Report on Bristol Island (United Kingdom) — 4 May-10 May 2016
Smithsonian / US Geological Survey Weekly Volcanic Activity Report, 4 May-10 May 2016
Managing Editor: Sally Kuhn Sennert
Please cite this report as:
Global Volcanism Program, 2016. Report on Bristol Island (United Kingdom). In: Sennert, S K (ed.), Weekly Volcanic Activity Report, 4 May-10 May 2016. Smithsonian Institution and US Geological Survey.
59.017°S, 26.533°W; summit elev. 1100 m
All times are local (unless otherwise noted)
Based on analysis of satellite images, an eruption at Bristol Island likely began on 24 April, the first eruption since 1956. Landsat images detected a plume and a thermal anomaly in the main crater at the top of Mt. Sourabaya. By 1 May the anomaly was elongated to the W, suggesting that lava had breached the crater rim.

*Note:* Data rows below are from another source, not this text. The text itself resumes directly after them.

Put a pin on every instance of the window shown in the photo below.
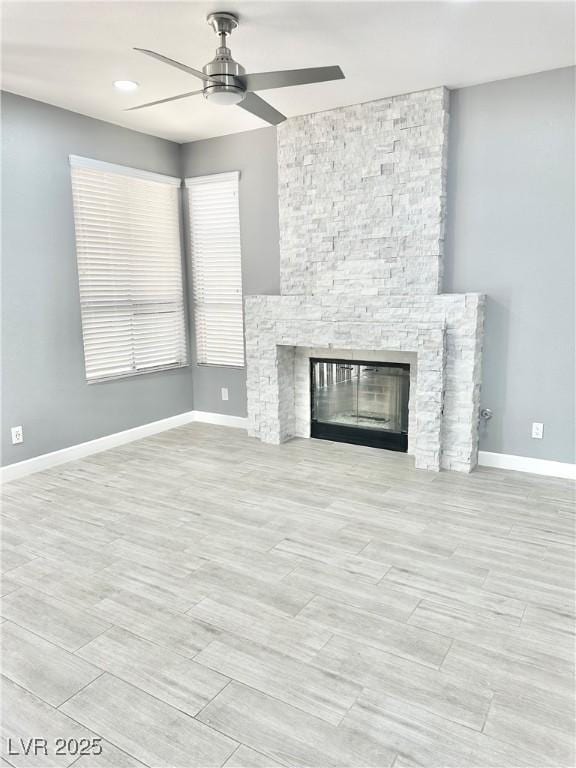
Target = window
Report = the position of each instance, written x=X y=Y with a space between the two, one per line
x=129 y=268
x=216 y=268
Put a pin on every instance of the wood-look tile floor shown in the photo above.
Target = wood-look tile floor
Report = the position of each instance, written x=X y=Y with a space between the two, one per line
x=199 y=599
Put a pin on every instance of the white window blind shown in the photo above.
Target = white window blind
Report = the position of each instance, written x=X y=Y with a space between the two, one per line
x=130 y=269
x=214 y=224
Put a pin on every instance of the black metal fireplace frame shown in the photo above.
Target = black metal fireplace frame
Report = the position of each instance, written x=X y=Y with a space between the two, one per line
x=374 y=438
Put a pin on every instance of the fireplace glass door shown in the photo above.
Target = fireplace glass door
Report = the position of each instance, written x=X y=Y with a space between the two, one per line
x=363 y=403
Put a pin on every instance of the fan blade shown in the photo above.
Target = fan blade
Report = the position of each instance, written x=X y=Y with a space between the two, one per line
x=163 y=101
x=261 y=108
x=263 y=81
x=178 y=65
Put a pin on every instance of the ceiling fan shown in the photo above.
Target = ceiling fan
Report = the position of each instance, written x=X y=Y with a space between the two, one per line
x=226 y=82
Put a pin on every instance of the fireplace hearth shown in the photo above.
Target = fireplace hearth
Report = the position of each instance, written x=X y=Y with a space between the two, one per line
x=365 y=403
x=362 y=209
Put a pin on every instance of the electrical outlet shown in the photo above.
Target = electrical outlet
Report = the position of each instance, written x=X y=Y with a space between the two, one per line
x=17 y=435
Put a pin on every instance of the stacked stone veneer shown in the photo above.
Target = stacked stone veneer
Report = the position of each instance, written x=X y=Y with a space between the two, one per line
x=362 y=209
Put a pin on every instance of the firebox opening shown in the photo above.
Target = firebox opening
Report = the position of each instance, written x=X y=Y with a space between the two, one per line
x=365 y=403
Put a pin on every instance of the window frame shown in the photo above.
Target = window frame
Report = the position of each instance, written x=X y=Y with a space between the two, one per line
x=189 y=182
x=80 y=162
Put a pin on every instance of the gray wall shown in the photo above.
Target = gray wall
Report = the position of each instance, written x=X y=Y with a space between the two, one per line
x=253 y=154
x=44 y=387
x=511 y=234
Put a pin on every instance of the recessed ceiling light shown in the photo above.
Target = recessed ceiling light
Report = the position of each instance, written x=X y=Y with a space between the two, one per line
x=126 y=85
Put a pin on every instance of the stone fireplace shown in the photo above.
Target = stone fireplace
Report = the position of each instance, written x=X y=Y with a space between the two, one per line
x=362 y=209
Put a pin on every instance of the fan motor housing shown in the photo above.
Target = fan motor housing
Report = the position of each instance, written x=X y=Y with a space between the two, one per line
x=229 y=90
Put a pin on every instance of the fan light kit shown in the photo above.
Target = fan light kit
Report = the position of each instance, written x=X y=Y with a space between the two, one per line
x=126 y=85
x=226 y=82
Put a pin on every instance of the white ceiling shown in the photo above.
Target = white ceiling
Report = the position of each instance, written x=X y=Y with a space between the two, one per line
x=68 y=53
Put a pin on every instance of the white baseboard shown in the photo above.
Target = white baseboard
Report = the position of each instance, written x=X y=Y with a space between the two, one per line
x=55 y=458
x=238 y=422
x=63 y=456
x=527 y=464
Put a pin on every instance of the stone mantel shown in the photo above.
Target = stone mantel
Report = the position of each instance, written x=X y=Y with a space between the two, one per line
x=362 y=193
x=443 y=331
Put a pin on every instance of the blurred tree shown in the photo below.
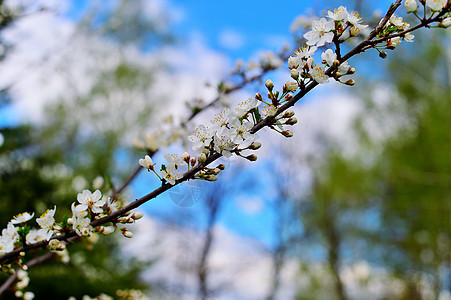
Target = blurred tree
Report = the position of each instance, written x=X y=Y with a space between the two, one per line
x=389 y=204
x=80 y=137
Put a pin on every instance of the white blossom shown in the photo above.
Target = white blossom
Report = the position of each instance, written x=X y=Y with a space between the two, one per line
x=22 y=218
x=411 y=5
x=318 y=74
x=224 y=143
x=46 y=222
x=240 y=132
x=306 y=52
x=436 y=5
x=320 y=33
x=146 y=162
x=329 y=57
x=201 y=138
x=220 y=120
x=269 y=110
x=174 y=160
x=354 y=19
x=81 y=221
x=339 y=14
x=344 y=67
x=291 y=86
x=91 y=200
x=171 y=174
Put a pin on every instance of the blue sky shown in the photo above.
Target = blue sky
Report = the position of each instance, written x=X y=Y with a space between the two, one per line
x=236 y=29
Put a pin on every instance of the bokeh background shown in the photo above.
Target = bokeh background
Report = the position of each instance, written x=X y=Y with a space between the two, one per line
x=356 y=205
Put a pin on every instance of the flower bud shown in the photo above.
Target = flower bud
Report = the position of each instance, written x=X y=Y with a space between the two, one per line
x=186 y=157
x=354 y=31
x=288 y=114
x=258 y=97
x=211 y=177
x=255 y=146
x=137 y=215
x=125 y=220
x=269 y=85
x=291 y=86
x=106 y=230
x=350 y=82
x=445 y=22
x=202 y=158
x=127 y=233
x=411 y=5
x=291 y=121
x=28 y=296
x=383 y=54
x=251 y=157
x=138 y=144
x=393 y=43
x=287 y=133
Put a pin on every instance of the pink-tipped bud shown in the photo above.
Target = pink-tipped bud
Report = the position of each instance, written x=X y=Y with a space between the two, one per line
x=255 y=146
x=137 y=215
x=258 y=97
x=202 y=158
x=127 y=233
x=288 y=114
x=383 y=54
x=350 y=82
x=251 y=157
x=185 y=157
x=291 y=121
x=211 y=177
x=445 y=23
x=354 y=31
x=269 y=85
x=106 y=230
x=287 y=133
x=125 y=220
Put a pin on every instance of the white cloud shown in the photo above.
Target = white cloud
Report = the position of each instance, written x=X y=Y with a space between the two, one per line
x=231 y=39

Geologic Background. The 9 x 10 km Bristol Island near the southern end of the South Sandwich arc lies across Fortser's Passage from the Southern Thule Islands and forms one of the largest islands of the chain. Largely glacier-covered, it contains a horseshoe-shaped ridge at the interior extending northward from the highest peak, 1100-m-high Mount Darnley. A steep-sided flank cone or lava dome, Havfruen Peak, is located on the east side, and a young crater and fissure are on the west flank. Three large sea stacks lying off Turmoil Point at the western tip of the island may be remnants of an older now-eroded volcanic center. Both summit and flank vents have been active during historical time. The latest eruption, during 1956, originated from the west-flank crater, and deposited cinder over the icecap. The extensive icecap and the difficulty of landing make it the least explored of the South Sandwich Islands.